Investigating Impact Metrics for Performance for the US-EPA National Center for Computational Toxicology
This presentation was presented at the American Chemical Society in Philadelphia in August 2016
DAY & TIME OF PRESENTATION: Sunday, August, 21, 2016 from 4:10 PM – 4:30 PM
ROOM & LOCATION: Room 112B – Pennsylvania Convention Center
Title: Investigating Impact Metrics for Performance for the US-EPA National Center for Computational Toxicology
The U.S. Environmental Protection Agency (EPA) Computational Toxicology Program integrates advances in biology, chemistry, and computer science to help prioritize chemicals for further research based on potential human health risks. This work involves computational and data driven approaches that integrate chemistry, exposure and biological data. We have delivered public access to terabytes of open data, as well to a large number of publicly accessible databases and applications, to support the research efforts for a large community of scientists. Many of our contributions to science are summarily described in research papers but to date we have not optimized our contributions to inform altmetrics statistics associated with our work. Critically missing from altmetrics is access to our numerous software applications and web service accesses, as well as the growing importance of our experimental data and models (e.g ToxCast, ExpoCast, DSSTox and others) to the scientific and regulatory communities. This presentation will provide an overview of our efforts to more fully understand, and quantify, our impact on the environmental sciences using a combination of our measurement approaches and available altmetrics tools. This abstract does not reflect U.S. EPA policy.

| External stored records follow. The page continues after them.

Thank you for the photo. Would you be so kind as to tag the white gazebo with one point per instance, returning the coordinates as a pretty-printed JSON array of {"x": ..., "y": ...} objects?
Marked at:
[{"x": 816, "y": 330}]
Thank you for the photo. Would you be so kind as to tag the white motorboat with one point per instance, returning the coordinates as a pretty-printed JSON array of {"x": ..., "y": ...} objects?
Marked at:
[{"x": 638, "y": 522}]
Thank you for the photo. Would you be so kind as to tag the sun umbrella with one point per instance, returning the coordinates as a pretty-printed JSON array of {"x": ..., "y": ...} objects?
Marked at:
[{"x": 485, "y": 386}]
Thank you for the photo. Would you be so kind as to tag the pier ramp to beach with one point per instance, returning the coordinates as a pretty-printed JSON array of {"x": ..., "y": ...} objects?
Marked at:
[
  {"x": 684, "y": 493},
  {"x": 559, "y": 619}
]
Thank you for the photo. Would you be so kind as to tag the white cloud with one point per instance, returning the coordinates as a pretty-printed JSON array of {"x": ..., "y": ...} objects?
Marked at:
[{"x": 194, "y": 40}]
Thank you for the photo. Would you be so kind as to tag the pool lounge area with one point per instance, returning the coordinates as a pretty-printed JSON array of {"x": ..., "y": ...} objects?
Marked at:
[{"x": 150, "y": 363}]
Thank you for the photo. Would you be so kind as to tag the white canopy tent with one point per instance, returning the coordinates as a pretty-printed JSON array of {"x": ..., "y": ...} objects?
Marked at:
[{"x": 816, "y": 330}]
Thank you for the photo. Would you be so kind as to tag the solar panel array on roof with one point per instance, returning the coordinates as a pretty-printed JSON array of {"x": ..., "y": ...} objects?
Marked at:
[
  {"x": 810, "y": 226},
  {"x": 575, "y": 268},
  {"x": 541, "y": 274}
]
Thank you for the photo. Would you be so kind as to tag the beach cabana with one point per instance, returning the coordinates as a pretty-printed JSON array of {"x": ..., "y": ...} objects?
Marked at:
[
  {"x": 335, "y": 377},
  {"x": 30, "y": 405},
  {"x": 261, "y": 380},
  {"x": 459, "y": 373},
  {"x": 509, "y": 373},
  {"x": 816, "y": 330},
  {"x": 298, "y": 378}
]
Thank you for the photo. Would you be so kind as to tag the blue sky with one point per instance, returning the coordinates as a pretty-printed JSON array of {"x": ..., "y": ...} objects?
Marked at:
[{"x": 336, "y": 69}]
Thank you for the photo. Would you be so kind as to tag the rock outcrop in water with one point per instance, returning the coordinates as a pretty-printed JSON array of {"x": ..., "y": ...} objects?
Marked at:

Structure Identification Using High Resolution Mass Spectrometry Data and the EPA’s Chemistry Dashboard
This presentation was presented at the American Chemical Society in Philadelphia in August 2016
DAY & TIME OF PRESENTATION: Sunday, August, 21, 2016 from 1:10 PM – 1:35 PM
ROOM & LOCATION: Room 105A – Pennsylvania Convention Center
Title: Structure Identification Using High Resolution Mass Spectrometry Data and the EPA’s Chemistry Dashboard
The iCSS Chemistry Dashboard is a publicly accessible dashboard provided by the National Center for Computation Toxicology at the US-EPA. It serves a number of purposes, including providing a chemistry database underpinning many of our public-facing projects (e.g. ToxCast and ExpoCast). The available data and searches provide a valuable path to structure identification using mass spectrometry as the source data. With an underlying database of over 720,000 chemicals, the dashboard has already been used to assist in identifying chemicals present in house dust. However, it can also be applied to many other purposes, e.g., the identification of agrochemicals in waste streams. This presentation will provide a review of the EPA’s platform and underlying algorithms used for the purpose of compound identification using high-resolution mass spectrometry data. We will also discuss progress towards a high-throughput non-targeted analysis platform for use by the mass spectrometry community. This abstract does not reflect U.S. EPA policy.